Pemuda berpucuk itu kembali tertawa. Dan si ikal kembali keheranan. Tapi Isogai membiarkannya begitu saja. Mungkin ia sedikit ingin iseng hari ini. Biarkanlah sesekali ia berlibur juga dari kesibukan urusan sekolah.
Isogai menyambut gulungan tisu pemberian Hinano. Ketika jari mereka bersentuhan, gadis oranye itu sedikit tersipu. Sayangnya pucuk itu tampak menyadarinya.
Baiklah, hari ini saja, ya, di sini lubuk hati berbicara.
"Terima kasih ya, Kurahashi-san. Tapi tampaknya sudah tidak terlalu deras sih." Tisu yang sudah digulung itu ia selipkan di lubang hidungnya untuk menyumbat darah yang keluar. "Aku...tidak masalah kok, kalau muka jadi jelek gara-gara ini. Asalkan Kurahashi-san menemani saja sampai depan rumahku."
"...Eh?" Sepertinya Kurahashi Hinano harus ke dokter THT besok. Jeda lama, kemudian akhirnya si oranye dapat berucap lagi,"...umm...baiklah..?"
Isogai terhenti,"...'baiklah'? Kukira Kurahashi-san bakal menolak, bukannya kau ada urusan?"
Hah? Pemuda ini sudah mengira akan ditolak, namun masih menanyakannya? Hmm... Tolong ijinkan Kurahashi Hinano bingung, kali iniii saja.
"Oh...anu, itu...urusan utamanya sudah beres kok. Isogai-kun sendiri bagaimana?"

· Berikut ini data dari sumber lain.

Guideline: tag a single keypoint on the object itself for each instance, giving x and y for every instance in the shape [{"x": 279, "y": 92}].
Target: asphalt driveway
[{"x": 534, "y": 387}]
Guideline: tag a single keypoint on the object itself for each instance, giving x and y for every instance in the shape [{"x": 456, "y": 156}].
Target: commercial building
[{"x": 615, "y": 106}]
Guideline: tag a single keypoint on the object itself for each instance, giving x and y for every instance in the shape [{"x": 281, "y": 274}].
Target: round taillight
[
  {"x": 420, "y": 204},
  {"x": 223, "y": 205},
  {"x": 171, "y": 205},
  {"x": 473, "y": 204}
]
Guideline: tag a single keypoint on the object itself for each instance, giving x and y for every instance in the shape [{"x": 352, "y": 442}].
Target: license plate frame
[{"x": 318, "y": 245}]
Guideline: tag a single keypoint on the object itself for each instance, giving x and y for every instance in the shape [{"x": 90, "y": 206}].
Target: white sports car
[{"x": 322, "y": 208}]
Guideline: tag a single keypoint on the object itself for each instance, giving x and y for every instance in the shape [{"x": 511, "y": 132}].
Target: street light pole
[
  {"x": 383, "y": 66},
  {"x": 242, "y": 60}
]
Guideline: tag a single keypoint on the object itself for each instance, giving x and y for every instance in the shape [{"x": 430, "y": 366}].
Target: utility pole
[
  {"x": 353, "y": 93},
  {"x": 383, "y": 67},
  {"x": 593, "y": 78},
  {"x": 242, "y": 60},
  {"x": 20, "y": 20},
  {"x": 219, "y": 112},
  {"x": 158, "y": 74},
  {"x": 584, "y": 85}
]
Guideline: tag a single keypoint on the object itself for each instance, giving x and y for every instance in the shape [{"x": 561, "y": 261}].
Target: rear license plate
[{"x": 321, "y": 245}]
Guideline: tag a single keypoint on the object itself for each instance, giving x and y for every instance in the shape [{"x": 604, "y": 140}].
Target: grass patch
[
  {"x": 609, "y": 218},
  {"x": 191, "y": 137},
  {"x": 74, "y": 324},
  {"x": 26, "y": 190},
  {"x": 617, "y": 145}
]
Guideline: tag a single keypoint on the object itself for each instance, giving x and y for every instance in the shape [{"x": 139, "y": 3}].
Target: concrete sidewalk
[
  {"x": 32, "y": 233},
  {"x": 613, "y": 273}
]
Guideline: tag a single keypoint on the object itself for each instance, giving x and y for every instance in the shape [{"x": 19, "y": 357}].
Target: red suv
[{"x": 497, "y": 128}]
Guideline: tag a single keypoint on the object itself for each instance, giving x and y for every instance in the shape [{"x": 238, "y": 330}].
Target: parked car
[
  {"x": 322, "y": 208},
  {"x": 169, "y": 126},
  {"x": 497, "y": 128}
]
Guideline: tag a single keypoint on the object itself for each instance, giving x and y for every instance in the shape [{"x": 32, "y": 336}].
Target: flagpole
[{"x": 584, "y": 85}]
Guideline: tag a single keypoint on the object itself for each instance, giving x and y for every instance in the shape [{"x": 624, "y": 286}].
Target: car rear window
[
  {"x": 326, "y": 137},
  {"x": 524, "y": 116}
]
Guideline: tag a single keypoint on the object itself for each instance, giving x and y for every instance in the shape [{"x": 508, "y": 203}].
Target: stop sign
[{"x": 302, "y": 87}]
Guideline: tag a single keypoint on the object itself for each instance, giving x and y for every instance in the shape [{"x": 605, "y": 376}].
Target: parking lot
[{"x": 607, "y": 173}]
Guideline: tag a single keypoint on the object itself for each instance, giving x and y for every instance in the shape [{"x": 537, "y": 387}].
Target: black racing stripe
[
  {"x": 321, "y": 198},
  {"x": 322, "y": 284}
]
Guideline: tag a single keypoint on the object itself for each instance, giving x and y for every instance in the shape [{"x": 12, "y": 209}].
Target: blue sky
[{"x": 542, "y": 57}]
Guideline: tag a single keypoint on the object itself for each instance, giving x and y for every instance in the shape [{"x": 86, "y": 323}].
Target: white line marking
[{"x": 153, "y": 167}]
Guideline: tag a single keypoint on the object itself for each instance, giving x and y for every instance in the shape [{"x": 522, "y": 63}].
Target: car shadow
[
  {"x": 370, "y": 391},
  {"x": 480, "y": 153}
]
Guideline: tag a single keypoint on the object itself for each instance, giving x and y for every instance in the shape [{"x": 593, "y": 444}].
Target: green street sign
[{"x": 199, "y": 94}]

"Aku...cuma mengambil barang ketinggalan di kafe magang kemarin. Yah, ini emang menunggu orang sih."
"Ah, kalau begitu aku—"
"Menunggu Kurahashi-san."
Yang disebut namanya melongo.
Tolong biarkan otak Kurahashi Hinano mencerna ini dulu. Ini...dia tak salah orang 'kan ya? Ya mungkin saja karena terlalu sering bersama Maehara, kepala si ikemen akhirnya juga tertular.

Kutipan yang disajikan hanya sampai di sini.